≡福島お達者くらぶだより≡
2023年 4月
1日発行 通算 第111号
今年の冬は暖冬でスキー場に雪がなかったりしたのに、本格的に春が始まるべき頃になって寒かったり雪だったりして何だか落ち着かないまま、やっと春になって新しい年度が始まります。新しい生活への不安を抱えている人たちもおられるかと思います。いずれにしても、うまく滑り出せるようにと念じています。
ともあれ、お達者くらぶだよりの新しい号を送ります。
摂食障害の人たちにどのように接するか
あるメディア関係の人から取材を受けたとき、「摂食障害の人たちに対し、一般の生徒・学生、職場の人はどのように接することが大切か」という問いを投げかけられました。それは答えるのに相当に困難な問題です。どう答えるべきか、何とか考えました。
摂食障害で、例えば「神経性やせ症」の人は、美人とされる痩せた体が自分の存在(プライド)を保つのに必要だと刷り込まれていて、生き延びるために痩せようとするのと、無意識のうちにその体で「心配してほしい」と自分が苦しんでいることを伝えようとしていることが、複雑にからんでいます。その人たちでも、ダイエットが少し行きすぎているだけの人と、それが生命の危険を生じているくらいに進んでしまっている人では、共通して健康への懸念があるとしても、対応は違うものにせざるを得ません。
前者は、周りの人たちに「きれいになったね」と言われたり、言われなくても体重が減っていくことで、自分を認められない自己評価の低さをカバーしているかも知れません。そのプライドを傷つけないように気を配りながら、痩せることでしか自分を表現できないことを理解してあげ、そうしなくても大丈夫、ちゃんとそばにいることを伝えるのがよいかと思います。
重症な後者の人には、特に家族やその人をとても大切に思っている人は、なぜ自分の命を賭けなければならない状況になっているかを考慮した上で、「大切なあなたには一緒に生きていてほしい」という思いを必死に伝える必要があると考えています。
過食の人たちでも、徹底的な嘔吐などで低体重を維持している人たちは「神経性やせ症」に含まれて、上に書いたのと同じです。過食の人たちで標準体重あるいはそれ以上の人たちは「神経性過食症」と分類されますが、心に根付いているやせ願望に苦しんでいるのが「神経性」と名の付く由来です。

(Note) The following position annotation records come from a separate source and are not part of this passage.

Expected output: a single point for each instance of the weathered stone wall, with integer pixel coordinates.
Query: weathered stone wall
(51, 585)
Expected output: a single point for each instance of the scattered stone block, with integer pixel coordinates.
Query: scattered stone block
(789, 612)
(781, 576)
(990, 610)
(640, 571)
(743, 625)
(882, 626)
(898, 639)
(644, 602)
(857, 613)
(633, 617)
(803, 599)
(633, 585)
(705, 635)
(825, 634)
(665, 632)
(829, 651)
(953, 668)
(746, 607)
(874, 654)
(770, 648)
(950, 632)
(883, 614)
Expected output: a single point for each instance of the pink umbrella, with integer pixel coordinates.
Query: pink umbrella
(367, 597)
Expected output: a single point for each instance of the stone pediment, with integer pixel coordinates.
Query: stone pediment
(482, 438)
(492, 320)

その「神経性過食症」ですぐには生命には危険のない人たちには、「やせ症」の人たちとは異なった対応が必要です。神経性過食症の人には過食・嘔吐を繰り返す人(あるいは大量の下剤をのむ人)と、そういった排出行為をしないために肥満になっている人がいますが、いずれにしても食べる行為を無意識のうちに不安を生き延びる手段としていると同時に、異常なほど食べることによって苦しさを訴えている意味とが複雑に絡み合っていて、人によってその割合が異なっていると感じます(何年も続けているうちに、それをしないと気持ちが悪くて単なる習慣になっていることも混じってきますが)。
特に食べ吐きでふつうの体重を保っている人には、誰に対しても食べ吐きを秘密にしている人が多いですが(そうしながらも無意識のうちにわざとわかるようにしている人もいます)、そのことがまた苦しさを強くします。だから付き合っている人だけには伝えている人もいます(その場合でも、なかなか本当の姿は見せられないことも多いかと思います)。
その人たちには(食べたものだけでなく)心にかかえている苦しさを何とか吐き出して、楽になってもらいたいのですが、下手に人に伝えるとよけいに傷つくことも多く、福島お達者くらぶや他の自助グループのような場所を利用してほしいと思います。今はネットでもそのようなサイトがありますが、ネットにはいろいろなところがあり、合う合わないだけでなく、逆に傷つくこともあります。
ただ、過食でもやせ願望のない単なる過食性障害の人は、自分の状態をどのくらい理解しているか、また自己評価がどのくらいの状態か(「神経性」の人たちのように低くて自分を認められないのか)を考える必要があるかと思いますが、上に述べてきたのと少し異なった、アルコール依存の人たちと同じような対応が必要になる場合もあるかも知れません。
そのように摂食障害にも様々な状態の人がいるのですが、その人たちにどのように接するべきか、もう少し考えたいのですが、続きは次号でと思います。